Love is not our only emotional need. Psychologists have observed that among our basic needs are the need for security, self-worth, and significance. Love, however, interfaces with all of those. If I feel loved by my spouse, I can relax, knowing that my lover will do me no ill. I feel secure in her presence. I may face many uncertainties in my vocation. I may have enemies in other areas of my life, but with my spouse I feel secure.
My sense of self-worth is fed by the fact that my spouse loves me. After all, if she loves me, I must be worth loving. My parents may have given me negative or mixed messages about my worth, but my spouse knows me as an adult and loves me. Her love builds my self-esteem. The need for significance is the emotional force behind much of our behavior. Life is driven by the desire for success. We want our lives to count for something. We have our own idea of what it means to be significant, and we work hard to reach our goals. Feeling loved by a husband enhances our sense of significance. We reason, If someone loves me, I must have significance.
I am significant because I stand at the apex of the created order. I have the ability to think in abstract terms, communicate my thoughts via words, and make decisions. By means of printed or recorded words, I can benefit from the thoughts of those who have preceded me. I can profit from others’ experience, though they lived in a different age and culture. I experience the death of family and friends and sense that there is existence beyond the material. I discover that, in all cultures, people believe in a spiritual world. My heart tells me it is true even when my mind, trained in scientific observation, raises critical questions. I am significant. Life has meaning. There is a higher purpose. I want to believe it, but I may not feel significant until someone expresses love to me. When my spouse lovingly invests time, energy, and effort in me, I believe that I am significant. Without love, I may spend a lifetime in search of significance, self-worth, and security.
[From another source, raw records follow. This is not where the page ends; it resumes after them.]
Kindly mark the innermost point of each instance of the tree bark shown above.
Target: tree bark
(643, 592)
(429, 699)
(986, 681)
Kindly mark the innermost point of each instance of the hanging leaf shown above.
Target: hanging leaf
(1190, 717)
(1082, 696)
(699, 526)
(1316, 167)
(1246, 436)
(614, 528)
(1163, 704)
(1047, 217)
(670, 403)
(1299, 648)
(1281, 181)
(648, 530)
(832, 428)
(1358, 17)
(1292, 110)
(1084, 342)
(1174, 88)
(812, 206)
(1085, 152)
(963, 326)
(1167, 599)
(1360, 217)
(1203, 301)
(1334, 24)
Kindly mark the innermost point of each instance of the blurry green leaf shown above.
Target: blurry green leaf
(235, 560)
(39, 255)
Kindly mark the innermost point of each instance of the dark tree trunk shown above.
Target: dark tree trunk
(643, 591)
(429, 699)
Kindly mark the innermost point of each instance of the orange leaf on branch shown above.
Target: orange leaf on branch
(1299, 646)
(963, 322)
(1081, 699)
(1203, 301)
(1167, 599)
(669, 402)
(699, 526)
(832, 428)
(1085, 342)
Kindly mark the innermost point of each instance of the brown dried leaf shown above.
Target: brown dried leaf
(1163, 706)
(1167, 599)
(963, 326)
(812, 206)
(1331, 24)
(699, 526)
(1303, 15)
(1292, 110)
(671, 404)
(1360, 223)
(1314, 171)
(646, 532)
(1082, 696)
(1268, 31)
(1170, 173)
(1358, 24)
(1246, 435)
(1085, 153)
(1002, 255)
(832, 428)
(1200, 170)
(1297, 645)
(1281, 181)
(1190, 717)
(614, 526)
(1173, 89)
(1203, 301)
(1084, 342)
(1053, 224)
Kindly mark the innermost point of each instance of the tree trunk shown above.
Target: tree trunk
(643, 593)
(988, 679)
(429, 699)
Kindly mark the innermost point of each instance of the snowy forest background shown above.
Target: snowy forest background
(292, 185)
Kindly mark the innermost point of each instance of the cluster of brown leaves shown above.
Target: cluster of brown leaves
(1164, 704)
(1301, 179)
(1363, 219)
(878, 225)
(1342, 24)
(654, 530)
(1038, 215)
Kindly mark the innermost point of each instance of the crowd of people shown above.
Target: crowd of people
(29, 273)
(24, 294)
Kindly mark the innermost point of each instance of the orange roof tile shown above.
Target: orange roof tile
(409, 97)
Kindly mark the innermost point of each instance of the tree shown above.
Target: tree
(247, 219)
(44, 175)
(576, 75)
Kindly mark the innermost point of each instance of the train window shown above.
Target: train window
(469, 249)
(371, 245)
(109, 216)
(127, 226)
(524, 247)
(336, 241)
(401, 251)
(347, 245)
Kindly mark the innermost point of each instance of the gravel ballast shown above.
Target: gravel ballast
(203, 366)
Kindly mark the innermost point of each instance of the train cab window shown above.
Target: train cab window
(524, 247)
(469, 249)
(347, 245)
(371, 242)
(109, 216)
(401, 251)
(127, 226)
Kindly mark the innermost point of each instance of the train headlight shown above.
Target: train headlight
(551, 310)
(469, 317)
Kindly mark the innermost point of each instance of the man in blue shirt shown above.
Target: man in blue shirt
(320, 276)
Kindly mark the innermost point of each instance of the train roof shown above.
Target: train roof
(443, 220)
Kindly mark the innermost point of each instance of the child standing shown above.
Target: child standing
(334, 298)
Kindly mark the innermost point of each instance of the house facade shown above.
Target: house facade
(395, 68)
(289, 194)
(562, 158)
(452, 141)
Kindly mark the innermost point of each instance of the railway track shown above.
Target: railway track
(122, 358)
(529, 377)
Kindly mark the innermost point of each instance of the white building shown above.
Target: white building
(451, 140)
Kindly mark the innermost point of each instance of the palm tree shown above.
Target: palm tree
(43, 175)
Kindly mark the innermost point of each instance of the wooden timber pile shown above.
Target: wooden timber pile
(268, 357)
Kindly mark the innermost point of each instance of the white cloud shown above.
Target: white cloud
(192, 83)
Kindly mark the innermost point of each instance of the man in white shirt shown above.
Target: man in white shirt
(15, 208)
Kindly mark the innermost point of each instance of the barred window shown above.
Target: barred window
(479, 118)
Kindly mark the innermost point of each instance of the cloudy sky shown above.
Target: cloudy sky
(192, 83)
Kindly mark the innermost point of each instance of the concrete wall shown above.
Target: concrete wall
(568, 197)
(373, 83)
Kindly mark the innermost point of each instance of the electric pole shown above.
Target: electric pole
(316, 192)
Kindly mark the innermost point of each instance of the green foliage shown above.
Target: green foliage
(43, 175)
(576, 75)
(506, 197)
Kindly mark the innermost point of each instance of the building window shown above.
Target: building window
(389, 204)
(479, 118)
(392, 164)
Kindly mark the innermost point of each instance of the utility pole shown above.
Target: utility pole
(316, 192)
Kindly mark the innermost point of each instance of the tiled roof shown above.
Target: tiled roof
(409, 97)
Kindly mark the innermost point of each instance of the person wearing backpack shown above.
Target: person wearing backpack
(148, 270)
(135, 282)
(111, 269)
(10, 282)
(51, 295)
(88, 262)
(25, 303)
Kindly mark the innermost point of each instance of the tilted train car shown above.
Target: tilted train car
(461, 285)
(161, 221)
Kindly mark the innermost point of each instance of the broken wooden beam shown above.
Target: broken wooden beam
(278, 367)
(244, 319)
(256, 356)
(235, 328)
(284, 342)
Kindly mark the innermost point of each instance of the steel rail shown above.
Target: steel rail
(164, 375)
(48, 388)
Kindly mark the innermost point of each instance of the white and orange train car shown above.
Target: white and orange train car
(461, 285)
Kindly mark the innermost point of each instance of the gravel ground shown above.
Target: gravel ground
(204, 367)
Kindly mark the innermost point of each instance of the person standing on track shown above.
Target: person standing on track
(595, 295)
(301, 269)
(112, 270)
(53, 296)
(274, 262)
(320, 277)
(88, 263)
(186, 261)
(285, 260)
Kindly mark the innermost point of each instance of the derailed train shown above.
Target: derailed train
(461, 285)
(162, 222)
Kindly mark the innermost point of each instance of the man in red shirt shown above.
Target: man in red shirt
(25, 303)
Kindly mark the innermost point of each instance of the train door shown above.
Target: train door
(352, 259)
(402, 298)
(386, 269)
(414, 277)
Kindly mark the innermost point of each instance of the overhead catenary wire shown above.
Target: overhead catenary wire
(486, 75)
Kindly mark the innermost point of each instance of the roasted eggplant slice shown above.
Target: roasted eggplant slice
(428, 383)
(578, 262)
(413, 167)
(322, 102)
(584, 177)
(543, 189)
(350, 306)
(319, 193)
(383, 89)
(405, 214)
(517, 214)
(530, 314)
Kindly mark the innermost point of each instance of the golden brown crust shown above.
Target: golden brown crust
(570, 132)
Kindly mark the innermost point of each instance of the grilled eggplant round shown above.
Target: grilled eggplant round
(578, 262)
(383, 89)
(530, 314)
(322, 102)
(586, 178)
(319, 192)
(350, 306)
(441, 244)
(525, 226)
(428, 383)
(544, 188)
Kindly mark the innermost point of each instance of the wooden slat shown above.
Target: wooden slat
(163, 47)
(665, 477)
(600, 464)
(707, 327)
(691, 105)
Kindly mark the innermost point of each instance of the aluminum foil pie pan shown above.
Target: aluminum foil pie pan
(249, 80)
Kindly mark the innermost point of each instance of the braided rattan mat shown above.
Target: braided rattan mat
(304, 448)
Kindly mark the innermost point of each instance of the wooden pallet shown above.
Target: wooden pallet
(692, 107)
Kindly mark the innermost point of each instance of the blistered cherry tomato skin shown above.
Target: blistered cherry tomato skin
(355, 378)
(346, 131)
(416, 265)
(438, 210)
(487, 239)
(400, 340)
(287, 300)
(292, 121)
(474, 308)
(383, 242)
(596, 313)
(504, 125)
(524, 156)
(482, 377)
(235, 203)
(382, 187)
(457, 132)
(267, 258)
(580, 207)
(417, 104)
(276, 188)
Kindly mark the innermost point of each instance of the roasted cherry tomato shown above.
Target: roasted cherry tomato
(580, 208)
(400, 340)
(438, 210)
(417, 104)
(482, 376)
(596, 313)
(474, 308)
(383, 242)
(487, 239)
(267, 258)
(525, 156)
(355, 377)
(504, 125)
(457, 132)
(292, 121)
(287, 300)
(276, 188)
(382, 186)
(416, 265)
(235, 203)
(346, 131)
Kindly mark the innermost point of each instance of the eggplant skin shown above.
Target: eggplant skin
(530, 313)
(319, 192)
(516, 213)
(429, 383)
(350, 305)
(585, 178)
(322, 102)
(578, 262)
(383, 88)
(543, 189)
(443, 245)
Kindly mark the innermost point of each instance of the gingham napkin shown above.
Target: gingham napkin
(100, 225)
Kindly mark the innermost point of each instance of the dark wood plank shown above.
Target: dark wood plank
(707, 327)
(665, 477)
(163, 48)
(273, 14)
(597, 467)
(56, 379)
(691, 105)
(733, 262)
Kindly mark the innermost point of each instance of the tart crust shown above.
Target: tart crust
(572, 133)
When I experience love, it influences all of those needs positively. I am now freed to develop my potential. I am more secure in my self-worth and can now turn my efforts outward instead of being obsessed with my own needs. True love always liberates. In the context of marriage, if we do not feel loved, our differences are magnified. We come to view each other as a threat to our happiness.
We fight for self-worth and significance, and marriage becomes a battlefield rather than a haven. Love is not the answer to everything, but it creates a climate of security in which we can seek answers to those things that bother us. In the security of love, a couple can discuss differences without condemnation. Conflicts can be resolved. Two people who are different can learn to live together in harmony. We discover how to bring out the best in each other. Those are the rewards of love.